By partnering with multifamily building owners and managers, the platform makes multi-bedroom unfurnished apartments that range in size from 1,000 to 1,300 square feet, normally rented to one person or a couple, available to up to three individuals in different configurations and price levels, dependent on the market. For instance, according to HomeShare’s website, which lists properties available per market, at Fairfield Residential’s LSeven at 1222 Harrison Street in the South of Market district of San Francisco, a master bedroom goes for $2,050 a month, while the private bedroom clocks in at $1,900 and the converted room created through a privacy partition, runs around $1,400. A two-bedroom, two-bath, 1,168-square-foot apartment in the same building was listed on Zillow at a starting rent of $5,051 per month.

To make bank, HomeShare charges a small percentage fee on the money handled for renters—similar to the small transactional fees of other marketplaces like Stripe and Uber—which pays for their service. Pang said it amounts to “far less” than the standard 15 percent brokers charge clients, though he declined to disclose the exact amount.
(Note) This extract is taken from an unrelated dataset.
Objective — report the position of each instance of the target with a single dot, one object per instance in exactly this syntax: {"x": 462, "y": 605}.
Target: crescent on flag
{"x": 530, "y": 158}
Meanwhile, the service accepts landlord’s residential referral fees or broker fees when offered.

The tech platform currently focuses on large stabilized communities of 500-plus units or properties in lease-up mode—with less than 30 percent occupancy.

HomeShare, Pang said, does not aim to disrupt the real estate industry, like Uber and Airbnb did in their sectors, but rather to peacefully—and profitably—co-exist.

“Our strength isn’t building apartments or managing them, but rather the housemate service and technology, which makes us valuable to our landlord partners,” he said. “It’s a really mutually beneficial relationship and it’s really great to see big players take an interest and look to partner with us.”

Pang pointed to the fact that more compatible roommates mean less renter turnover and, thus apartment vacancies. For those mismatched, however, HomeShare clients can request a transfer free of charge.

The three development partners did not respond as of press time.

Update: This story has been corrected; an original version said that Greystar is one of HomeShare’s corporate partners in the venture. They have a local-level agreement.